What's it like to travel with National Geographic? Take a look at these reports from the field.
By Bill Branch
We’ve passed through especially magnificent scenery on game drives in Botswana and South Africa. We have seen more than 200 species of birds, as well as lions and leopards at rest or with cubs. Hyenas occupied a den close to our lodge, allowing us a close viewing of social interactions and young pups. Elephants reminded us of ourselves as we watched them play and feed, seek company, and attend to their kin. Their battles reflect our own, especially as they fashion the landscape for good or bad by virtue of their strength and numbers.

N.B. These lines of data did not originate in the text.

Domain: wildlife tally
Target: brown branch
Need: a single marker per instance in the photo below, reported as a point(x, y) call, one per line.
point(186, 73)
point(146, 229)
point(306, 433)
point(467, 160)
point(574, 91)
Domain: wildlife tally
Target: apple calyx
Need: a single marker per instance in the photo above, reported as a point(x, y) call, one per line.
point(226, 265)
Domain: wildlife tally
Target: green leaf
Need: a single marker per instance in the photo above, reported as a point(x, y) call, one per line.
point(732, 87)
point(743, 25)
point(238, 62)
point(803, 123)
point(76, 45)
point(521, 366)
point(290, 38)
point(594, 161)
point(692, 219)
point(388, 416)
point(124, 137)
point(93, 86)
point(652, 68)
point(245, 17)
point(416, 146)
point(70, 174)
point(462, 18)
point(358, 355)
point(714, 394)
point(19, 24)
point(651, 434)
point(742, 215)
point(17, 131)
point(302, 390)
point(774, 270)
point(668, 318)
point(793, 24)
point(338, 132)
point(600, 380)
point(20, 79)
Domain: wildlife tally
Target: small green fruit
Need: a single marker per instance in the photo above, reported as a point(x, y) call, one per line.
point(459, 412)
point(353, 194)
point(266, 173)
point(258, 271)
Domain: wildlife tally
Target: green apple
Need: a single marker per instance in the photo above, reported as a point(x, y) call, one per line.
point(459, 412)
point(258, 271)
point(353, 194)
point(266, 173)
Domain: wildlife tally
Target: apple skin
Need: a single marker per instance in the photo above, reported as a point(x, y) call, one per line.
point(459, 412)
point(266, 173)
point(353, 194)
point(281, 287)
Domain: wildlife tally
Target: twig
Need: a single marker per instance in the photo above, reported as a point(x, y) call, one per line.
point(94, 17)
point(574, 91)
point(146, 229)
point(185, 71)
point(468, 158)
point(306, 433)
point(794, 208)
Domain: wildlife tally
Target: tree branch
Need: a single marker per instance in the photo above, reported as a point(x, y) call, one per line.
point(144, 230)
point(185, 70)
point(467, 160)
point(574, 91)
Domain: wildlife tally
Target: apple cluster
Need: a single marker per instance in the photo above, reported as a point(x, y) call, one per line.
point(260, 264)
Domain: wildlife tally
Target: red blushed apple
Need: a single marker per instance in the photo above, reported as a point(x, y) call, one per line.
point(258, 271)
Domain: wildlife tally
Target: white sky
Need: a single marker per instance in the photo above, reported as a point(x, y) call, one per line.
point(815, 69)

Victoria Falls is the best I have seen it for many years, with rainbows linked in a dance of sun and spray. This evening the air is warm and clear. We dine on the banks of the Zambezi under a full moon and are treated to a partial lunar eclipse. Our local hosts build a large boma fire and bring out traditional drums. We all throw ourselves into the fun, dancing and learning to tap basic rhythms. We stay by the river well into the night.
We will leave Africa with fond memories of the stunning landscape, of vivid stars and intense sunsets, of cheerful people and magnificent wildlife. Africa is precious yet threatened. Our challenge is to find ways in which humans and animals can live here together, so that we can protect the last of the world’s megafauna.